Thursday, February 4, 2016

#My600lbLife

Good evening,

As I sit here and watch one of my new favorite shows, "My 600lb life", I am overwhelmed with a sense of empathy and heartbreak. I may never have been as overweight as the people who's stories are laid bare for the world.. but I am currently at my heaviest weight. There is a reoccurring theme of people who have struggled with deep emotional issues treated by over eating since childhood. I can remember feeling fat, ugly, and inadequate as a 6-year old girl. {Side note-I pray and I hope my daughter (or any girl in the world) NEVER feels that way.. Especially at so young of an age} Every time I watch this show, it awakens something in me. Feelings that make me uncomfortable, sometimes because they hit so close to home for me, and other times because my heart truly hurts for them. It has caused me to give serious consideration to pursuing one of my original career goals of becoming a counselor.
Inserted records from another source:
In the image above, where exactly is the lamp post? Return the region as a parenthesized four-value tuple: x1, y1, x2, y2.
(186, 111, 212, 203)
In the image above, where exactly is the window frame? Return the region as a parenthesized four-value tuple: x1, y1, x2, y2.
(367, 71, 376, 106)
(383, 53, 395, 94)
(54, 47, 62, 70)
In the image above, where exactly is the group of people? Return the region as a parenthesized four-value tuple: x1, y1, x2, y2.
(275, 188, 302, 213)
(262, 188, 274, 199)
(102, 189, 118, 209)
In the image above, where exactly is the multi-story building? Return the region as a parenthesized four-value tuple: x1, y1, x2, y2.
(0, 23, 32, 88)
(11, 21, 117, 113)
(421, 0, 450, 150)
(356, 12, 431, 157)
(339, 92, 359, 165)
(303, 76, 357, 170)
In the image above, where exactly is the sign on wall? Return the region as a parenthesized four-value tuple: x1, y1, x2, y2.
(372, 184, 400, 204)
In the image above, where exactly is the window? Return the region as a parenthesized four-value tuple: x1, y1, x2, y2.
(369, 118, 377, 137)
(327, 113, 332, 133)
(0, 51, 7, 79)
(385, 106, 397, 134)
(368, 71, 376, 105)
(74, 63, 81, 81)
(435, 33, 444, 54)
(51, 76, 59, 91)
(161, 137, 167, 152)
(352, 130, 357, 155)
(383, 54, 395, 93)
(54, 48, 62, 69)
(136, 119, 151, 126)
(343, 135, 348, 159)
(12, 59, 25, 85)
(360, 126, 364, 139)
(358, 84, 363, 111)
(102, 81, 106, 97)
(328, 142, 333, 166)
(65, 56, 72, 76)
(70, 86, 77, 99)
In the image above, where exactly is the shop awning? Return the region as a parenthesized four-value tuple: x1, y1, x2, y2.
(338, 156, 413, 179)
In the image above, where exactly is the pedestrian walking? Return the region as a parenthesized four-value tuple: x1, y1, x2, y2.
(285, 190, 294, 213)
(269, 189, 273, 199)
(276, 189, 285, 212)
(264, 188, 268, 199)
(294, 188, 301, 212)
When I allow myself to take of my critical, judgemental shield, I become the open, vulnerable, compassionate person I believe God wants me to be. I have never considered nutrition or exercise to be within a career field for me but as I have always struggled with body image and self worth, a career involving both counseling and nutrition/exercise seems to be something I would love to find out more about. I am unsure of where this journey will take me, or what the career (much less career path) would look like, but I'm making a commitment to myself to look into and research what kinds of opportunities are out there. I only have one life to live and I want to make an eternal impact for Christ. One of my favorite quotes is "calling is where our gifts and our burdens collide". I can not even tell you guys how much I LOVE this.. I don't know about ya'll but I am so ready play my part in God's story!

This clip is from one of my favorite devotionals and I want to share it because it's been one of the prayers of my heart that I could be a woman who speaks life over other woman. A woman who affirms you in your calling and celebrates with you when the Holy Spirit comes upon you and gives you authority and favor! I seek to be a woman who is not out to compete or compare myself to other woman.. Because it's so easy for me ya'll! So easy

https://m.youtube.com/watch?v=23s0SQJZEko

I will close with sharing one last thought.. In this same devotional, Rebekah Lyons "Freefall to Fly-Meaning follows surrender" she talks about how anxiety is often rooted in unfulfilled responsibility. I do not know about anyone else out there but I am so guilty of not being obedient and attentive to what the Lord would have be do and who He would have me be. I am ready to trust and surrender all false control to Him. I'm ready for Him to take the lead and if He knows I can't handle anymore than the next step, I pray I have the faith to take the step in courage and faith, know He has ONLY my best and His glory in mind. Have a blessed weekend ya'll! {My southern husband has rubbed off on me in my almost 10 years of knowing him}.